The absolute bioavailability of olmesartan is approximately 26%. After oral administration, the peak plasma concentration (Cmax) of olmesartan is reached after 1 to 2 hours. Food does not affect the bioavailability of olmesartan.

Distribution

The volume of distribution of olmesartan is approximately 17 L. Olmesartan is highly bound to plasma proteins (99%) and does not penetrate red blood cells. The protein binding is constant at plasma olmesartan concentrations well above the range achieved with recommended doses.

In rats, olmesartan crossed the blood-brain barrier poorly, if at all. Olmesartan passed across the placental barrier in rats and was distributed to the fetus. Olmesartan was distributed to milk at low levels in rats.

Metabolism and Excretion

Following the rapid and complete conversion of Ortan to olmesartan during absorption, there is virtually no further metabolism of olmesartan. Total plasma clearance of olmesartan is 1.3 L/h, with a renal clearance of 0.6 L/h. Approximately 35% to 50% of the absorbed dose is recovered in urine while the remainder is eliminated in feces via the bile.

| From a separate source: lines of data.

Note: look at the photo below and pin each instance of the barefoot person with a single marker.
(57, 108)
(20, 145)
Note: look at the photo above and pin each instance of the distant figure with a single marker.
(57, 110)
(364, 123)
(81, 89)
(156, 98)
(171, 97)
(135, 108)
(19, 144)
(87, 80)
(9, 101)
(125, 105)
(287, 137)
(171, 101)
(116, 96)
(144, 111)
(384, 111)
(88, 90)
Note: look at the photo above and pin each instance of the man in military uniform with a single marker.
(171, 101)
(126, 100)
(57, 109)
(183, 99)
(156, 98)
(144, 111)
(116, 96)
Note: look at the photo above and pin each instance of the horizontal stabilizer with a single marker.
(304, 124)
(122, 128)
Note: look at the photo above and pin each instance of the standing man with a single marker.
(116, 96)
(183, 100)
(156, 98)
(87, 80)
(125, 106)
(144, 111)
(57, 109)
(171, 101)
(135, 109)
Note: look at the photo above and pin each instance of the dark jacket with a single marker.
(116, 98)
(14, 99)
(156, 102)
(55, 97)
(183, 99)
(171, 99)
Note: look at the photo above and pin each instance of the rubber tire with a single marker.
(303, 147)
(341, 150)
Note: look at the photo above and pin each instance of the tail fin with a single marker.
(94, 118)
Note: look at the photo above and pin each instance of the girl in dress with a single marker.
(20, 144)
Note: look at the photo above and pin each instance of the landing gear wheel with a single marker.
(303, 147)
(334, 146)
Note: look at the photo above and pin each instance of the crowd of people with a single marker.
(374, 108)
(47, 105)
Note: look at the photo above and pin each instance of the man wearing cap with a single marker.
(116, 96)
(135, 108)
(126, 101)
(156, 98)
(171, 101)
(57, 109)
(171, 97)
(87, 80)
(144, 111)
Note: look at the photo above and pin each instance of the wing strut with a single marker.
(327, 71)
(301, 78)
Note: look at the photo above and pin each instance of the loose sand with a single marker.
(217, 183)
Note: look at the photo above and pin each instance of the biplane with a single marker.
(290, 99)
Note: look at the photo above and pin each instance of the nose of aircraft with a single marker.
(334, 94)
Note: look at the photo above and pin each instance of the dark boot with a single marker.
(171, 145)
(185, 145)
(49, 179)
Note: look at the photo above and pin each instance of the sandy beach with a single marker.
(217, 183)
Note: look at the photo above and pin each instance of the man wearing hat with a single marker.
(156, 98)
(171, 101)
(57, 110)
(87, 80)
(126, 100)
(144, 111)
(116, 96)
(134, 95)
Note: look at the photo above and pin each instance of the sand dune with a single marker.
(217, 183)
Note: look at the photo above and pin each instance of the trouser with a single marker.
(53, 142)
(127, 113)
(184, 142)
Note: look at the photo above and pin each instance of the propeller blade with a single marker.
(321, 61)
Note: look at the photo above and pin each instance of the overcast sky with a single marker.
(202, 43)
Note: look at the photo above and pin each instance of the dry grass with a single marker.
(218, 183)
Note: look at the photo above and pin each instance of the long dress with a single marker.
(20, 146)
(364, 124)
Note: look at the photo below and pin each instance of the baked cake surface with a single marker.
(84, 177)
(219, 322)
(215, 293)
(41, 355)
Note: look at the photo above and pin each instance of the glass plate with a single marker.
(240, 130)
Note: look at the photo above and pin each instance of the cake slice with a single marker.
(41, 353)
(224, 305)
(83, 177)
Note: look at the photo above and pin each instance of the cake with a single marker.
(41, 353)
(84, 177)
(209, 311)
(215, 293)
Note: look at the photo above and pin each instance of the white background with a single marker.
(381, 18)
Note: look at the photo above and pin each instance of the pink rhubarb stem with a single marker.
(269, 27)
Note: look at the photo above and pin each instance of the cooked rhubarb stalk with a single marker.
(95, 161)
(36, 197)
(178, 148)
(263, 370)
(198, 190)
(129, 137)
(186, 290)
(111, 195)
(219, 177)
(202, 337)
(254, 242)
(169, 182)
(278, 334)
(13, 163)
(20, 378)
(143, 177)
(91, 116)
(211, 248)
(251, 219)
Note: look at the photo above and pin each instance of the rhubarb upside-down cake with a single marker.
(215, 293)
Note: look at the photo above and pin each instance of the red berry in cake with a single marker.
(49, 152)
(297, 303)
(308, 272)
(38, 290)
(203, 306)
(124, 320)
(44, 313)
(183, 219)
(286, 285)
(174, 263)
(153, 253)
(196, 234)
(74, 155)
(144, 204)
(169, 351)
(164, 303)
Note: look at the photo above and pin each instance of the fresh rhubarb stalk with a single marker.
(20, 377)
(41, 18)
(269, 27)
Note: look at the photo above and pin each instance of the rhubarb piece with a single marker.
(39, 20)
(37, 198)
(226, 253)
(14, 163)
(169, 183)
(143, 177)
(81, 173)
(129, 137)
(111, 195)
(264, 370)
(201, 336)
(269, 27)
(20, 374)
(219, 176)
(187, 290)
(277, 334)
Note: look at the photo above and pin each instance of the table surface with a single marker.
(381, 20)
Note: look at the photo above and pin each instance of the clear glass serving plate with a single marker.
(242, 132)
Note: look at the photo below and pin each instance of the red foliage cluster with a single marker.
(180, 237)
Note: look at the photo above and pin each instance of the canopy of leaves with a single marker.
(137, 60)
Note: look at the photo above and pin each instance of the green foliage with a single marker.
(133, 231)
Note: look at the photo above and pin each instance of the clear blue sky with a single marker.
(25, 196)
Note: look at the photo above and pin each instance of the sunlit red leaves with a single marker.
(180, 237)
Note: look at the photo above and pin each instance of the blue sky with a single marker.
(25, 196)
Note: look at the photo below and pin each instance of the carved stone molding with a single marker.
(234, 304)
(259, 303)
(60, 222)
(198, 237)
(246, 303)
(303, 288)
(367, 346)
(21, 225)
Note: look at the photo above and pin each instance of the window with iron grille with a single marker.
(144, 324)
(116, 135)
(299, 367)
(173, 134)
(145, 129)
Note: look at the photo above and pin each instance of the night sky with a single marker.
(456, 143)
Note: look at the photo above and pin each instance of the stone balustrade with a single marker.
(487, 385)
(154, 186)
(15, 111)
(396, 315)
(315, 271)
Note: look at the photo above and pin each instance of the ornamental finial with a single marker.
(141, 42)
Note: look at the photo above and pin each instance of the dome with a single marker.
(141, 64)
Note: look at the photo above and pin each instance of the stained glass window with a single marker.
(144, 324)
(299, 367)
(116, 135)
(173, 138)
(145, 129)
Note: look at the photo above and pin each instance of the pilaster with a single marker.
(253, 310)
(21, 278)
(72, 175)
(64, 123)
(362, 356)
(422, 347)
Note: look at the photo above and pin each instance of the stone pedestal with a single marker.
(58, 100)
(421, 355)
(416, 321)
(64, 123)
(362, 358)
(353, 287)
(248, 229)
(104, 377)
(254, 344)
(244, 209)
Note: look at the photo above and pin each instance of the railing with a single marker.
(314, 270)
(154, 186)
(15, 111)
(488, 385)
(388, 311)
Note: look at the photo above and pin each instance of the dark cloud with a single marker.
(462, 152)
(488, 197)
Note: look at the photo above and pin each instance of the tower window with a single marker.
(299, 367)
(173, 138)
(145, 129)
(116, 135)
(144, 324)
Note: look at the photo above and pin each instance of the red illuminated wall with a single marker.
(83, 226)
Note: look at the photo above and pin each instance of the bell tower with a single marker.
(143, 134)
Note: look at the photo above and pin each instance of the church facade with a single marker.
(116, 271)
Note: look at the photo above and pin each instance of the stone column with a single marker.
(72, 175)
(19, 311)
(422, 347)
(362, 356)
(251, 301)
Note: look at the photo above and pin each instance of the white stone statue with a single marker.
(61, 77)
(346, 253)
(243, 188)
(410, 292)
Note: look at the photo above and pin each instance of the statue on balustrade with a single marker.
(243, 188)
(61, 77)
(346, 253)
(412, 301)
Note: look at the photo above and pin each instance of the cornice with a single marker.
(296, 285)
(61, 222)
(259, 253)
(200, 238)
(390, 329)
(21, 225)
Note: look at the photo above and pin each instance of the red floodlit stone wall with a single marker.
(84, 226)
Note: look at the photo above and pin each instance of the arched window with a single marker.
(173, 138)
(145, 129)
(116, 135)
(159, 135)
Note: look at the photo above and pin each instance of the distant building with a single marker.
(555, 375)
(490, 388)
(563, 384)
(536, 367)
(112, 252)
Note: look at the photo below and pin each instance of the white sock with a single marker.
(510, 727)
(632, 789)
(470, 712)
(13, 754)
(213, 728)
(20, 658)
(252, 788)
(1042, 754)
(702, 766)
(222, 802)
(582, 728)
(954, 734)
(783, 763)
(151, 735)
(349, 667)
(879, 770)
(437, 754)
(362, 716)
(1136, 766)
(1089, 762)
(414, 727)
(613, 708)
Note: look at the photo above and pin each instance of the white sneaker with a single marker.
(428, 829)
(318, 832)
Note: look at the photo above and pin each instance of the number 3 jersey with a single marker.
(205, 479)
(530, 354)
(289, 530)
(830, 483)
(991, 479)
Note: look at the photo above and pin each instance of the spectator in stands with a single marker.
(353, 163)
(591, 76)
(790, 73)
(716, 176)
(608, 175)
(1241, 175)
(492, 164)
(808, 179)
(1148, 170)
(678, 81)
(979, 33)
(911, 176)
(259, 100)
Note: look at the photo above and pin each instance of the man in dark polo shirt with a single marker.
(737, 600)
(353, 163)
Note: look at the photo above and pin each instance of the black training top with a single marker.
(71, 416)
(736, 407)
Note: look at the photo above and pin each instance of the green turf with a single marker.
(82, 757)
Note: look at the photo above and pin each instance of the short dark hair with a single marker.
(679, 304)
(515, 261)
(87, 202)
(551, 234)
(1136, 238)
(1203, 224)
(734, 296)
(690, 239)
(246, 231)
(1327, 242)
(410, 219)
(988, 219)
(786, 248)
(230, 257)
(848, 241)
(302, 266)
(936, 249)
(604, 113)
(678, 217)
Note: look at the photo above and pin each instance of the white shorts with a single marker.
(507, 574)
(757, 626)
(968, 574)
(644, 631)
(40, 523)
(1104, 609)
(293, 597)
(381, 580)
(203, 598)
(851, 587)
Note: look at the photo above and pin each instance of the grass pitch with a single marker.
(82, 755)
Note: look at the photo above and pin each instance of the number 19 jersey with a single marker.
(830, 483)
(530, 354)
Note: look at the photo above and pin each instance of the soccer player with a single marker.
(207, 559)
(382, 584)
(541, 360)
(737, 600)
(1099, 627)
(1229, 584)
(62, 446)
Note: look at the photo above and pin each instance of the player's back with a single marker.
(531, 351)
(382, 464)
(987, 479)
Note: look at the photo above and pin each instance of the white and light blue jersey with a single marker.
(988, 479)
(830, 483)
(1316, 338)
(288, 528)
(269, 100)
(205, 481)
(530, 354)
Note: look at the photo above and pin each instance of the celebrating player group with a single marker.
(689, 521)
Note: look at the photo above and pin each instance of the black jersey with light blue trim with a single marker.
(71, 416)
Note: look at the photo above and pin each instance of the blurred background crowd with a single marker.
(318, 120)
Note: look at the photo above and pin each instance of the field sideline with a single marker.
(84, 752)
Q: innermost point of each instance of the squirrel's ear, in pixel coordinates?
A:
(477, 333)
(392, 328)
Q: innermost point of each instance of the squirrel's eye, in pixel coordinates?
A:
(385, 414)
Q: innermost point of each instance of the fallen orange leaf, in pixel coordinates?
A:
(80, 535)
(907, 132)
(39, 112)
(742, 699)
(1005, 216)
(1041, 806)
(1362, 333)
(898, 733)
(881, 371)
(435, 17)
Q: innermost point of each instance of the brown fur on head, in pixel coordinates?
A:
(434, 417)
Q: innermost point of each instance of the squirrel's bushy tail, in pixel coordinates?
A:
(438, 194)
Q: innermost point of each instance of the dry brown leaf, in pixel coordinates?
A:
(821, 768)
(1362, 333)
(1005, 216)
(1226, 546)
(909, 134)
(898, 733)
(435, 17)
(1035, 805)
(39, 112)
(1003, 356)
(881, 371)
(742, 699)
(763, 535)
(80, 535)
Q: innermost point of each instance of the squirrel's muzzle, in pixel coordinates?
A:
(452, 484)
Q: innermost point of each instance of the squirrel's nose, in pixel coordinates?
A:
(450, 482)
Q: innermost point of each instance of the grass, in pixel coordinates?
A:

Olmesartan appears to be eliminated in a biphasic manner with a terminal elimination half-life of approximately 13 hours. Olmesartan shows linear pharmacokinetics following single oral doses of up to 320 mg and multiple oral doses of up to 80 mg. Steady-state levels of olmesartan are achieved within 3 to 5 days and no accumulation in plasma occurs with once-daily dosing.

Geriatric

The pharmacokinetics of olmesartan were studied in the elderly (≥65 years). Overall, maximum plasma concentrations of olmesartan were similar in young adults and the elderly. Modest accumulation of olmesartan was observed in the elderly with repeated dosing; AUCss, τ was 33% higher in elderly patients, corresponding to an approximate 30% reduction in CLR.

Pediatric

The pharmacokinetics of olmesartan were studied in pediatric hypertensive patients aged 1 to16 years. The clearance of olmesartan in pediatric patients was similar to that in adult patients when adjusted by the body weight.

Olmesartan pharmacokinetics have not been investigated in pediatric patients less than 1 year of age.

Gender

Minor differences were observed in the pharmacokinetics of olmesartan in women compared to men. AUC and Cmax were 10-15% higher in women than in men.

Hepatic Insufficiency

Increases in AUC0-∞ and Cmax were observed in patients with moderate hepatic impairment compared to those in matched controls, with an increase in AUC of about 60%.

Renal Insufficiency

In patients with renal insufficiency, serum concentrations of olmesartan were elevated compared to subjects with normal renal function. After repeated dosing, the AUC was approximately tripled in patients with severe renal impairment (creatinine clearance <20 mL/min). The pharmacokinetics of olmesartan in patients undergoing hemodialysis has not been studied.

Drug Interaction

Bile acid sequestering agent colesevelam

Concomitant administration of 40 mg Ortan and 3750 mg colesevelam hydrochloride in healthy subjects resulted in 28% reduction in Cmax and 39% reduction in AUC of olmesartan. Lesser effects, 4% and 15% reduction in Cmax and AUC respectively, were observed when Ortan was administered 4 hours prior to colesevelam hydrochloride.